03/04/05

ストーカー法・迷惑防止条例と警察権乱用の危険2

話が横に行ってしまいましたが、ストーカー法の問題点は外にもあります。
ストーカー法第5条(禁止命令等)2号で、公安委員会は、
 「更に反復して当該行為が行われることを防止するために必要な事項」
の禁止を命令できるのですが、その必要な事項は法律でなく公安員会が定めるのです。
これまで書いて来たように、定義の曖昧な周辺行為ですから、予め法で決めるのは困難なので、事案に応じて機動的に命令事項を決めるしかないのでしょう。
その必要性は分りますが、そうした場合には一定期間内に議会又はこれに類する機関の承認を得なければ、無効にすると言うのが立法の常道ではないでしょうか?

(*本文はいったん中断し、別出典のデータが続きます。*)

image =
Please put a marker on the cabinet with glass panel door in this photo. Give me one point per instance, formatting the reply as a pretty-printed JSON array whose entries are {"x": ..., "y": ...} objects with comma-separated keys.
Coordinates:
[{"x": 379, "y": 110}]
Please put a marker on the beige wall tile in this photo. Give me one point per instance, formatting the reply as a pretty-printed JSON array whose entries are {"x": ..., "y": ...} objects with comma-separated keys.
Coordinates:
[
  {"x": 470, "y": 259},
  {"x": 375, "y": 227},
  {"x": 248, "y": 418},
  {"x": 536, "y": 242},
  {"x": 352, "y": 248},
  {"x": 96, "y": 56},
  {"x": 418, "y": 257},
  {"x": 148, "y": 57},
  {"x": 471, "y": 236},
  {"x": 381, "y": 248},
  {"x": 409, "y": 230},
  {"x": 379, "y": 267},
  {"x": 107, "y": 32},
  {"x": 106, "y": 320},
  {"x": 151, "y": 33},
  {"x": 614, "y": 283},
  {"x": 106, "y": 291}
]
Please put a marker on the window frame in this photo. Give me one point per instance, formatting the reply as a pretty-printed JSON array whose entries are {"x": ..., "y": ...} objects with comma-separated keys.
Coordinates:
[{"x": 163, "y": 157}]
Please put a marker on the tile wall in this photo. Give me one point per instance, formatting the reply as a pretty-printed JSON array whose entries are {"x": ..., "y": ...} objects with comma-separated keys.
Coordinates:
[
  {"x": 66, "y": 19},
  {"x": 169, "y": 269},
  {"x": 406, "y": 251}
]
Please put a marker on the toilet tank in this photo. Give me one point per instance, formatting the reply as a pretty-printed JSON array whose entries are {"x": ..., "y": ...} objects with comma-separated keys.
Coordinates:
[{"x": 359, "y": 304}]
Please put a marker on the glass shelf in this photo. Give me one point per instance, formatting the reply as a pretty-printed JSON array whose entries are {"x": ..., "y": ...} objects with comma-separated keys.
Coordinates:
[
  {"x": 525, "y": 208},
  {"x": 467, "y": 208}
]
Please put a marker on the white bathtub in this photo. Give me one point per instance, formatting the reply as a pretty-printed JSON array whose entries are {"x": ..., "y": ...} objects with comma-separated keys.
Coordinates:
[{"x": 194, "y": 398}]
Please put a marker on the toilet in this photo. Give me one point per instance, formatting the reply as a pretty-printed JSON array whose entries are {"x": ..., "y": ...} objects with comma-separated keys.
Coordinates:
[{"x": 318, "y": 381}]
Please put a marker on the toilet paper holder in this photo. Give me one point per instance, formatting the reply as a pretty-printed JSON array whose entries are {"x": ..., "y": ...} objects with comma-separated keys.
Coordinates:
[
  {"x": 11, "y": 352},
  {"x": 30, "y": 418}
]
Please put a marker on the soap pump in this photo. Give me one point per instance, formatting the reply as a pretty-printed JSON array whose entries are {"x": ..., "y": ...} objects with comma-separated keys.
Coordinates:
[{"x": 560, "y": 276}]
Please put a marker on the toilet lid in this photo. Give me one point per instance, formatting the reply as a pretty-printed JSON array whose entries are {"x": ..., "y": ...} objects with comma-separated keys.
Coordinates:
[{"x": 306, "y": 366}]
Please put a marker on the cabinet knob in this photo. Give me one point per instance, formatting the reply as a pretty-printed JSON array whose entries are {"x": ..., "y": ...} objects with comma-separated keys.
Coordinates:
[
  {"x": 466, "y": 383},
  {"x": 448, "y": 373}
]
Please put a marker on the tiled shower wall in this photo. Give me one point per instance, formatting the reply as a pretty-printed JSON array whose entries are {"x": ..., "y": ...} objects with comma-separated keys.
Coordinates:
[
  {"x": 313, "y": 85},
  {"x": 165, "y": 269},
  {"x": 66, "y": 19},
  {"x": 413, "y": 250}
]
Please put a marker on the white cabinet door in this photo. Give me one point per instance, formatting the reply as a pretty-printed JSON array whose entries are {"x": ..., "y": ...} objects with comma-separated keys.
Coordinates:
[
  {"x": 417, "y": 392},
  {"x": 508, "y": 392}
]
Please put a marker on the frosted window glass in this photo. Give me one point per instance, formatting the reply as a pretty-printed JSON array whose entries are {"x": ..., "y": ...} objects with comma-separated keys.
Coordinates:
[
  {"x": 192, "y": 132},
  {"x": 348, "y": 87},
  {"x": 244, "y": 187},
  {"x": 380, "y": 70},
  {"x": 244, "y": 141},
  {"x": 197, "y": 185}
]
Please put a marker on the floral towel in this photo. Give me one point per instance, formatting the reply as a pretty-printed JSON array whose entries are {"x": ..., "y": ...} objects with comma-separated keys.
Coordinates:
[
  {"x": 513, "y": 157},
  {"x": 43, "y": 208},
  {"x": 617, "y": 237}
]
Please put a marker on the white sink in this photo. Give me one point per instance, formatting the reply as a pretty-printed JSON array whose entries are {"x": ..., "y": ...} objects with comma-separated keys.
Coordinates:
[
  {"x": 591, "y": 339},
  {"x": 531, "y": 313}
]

緊急事態に備えた各種制度例えば予備の支出や、緊急出動などは事後に国会や議会の承認を求められるのが原則です。
緊急事態法や予備費の支出、緊急逮捕のようにやってしまったことは、あとで承認を得られなくとも、やったことは取り返しがつかないので、政治責任になるだけです。
ところが、このストーカー法の必要事項の定めは将来に向けた命令ですから、緊急逮捕のように何時間内に裁判所にと言うのではなく、2週間とか3週間内の事後承認でも、その承認を受けられなかった日から、効力を失うだけでも、実効性が高いのです。
しかも、その承認を得る期間内に命令違反で逮捕されてしまっていたとしても、これが後日議会等の承認を得られず、無効になれば、裁判では無罪になるメリットがあるのですから、他の緊急関係処理に比べて、実効性の高いものになるはずです。
議会や第3者の非難を恐れて、敢えてそうした規定を設けなかったのでしょうか?
確かに、個別問題の発生のたびに、個別事情に応じた手作りの命令が多数発令されるものですから、一々議会承認になじまないとは思いますが、それでも緊急逮捕の場合の裁判所のチェックのように第3者のチェックを工夫する余地があったのではないでしょうか?
あるいは刑事裁判になったときに、禁止命令に違反したら即有罪というのではなく、違反行為とされる公安委員会の定めた必要事項が、本来必要であったのかなかったのかを争う道が残されていてほしいものです。
被害申告者に必要であっても、命じられた方の権利を不当に制限しないか(例えば数軒隣に住んでいる場合、あるいは通勤経路、通学路が同じ場合など、周辺はいかい禁止といわれても困るでしょう。)どうかなどの公平性の判断などを、争う道が必要です。
聴聞手続きがあるのですが、私が言うのは警察機関外の第3者に訴える方法のことです。
裁判所や議会のような第3者機関からのノーチェックで、禁止事項を定められるようになっていて、この「必要な事項」の禁止に違反したら即刑事罰になるのですから、極端な言い方をすれば、ナチスの授権立法みたいなものです。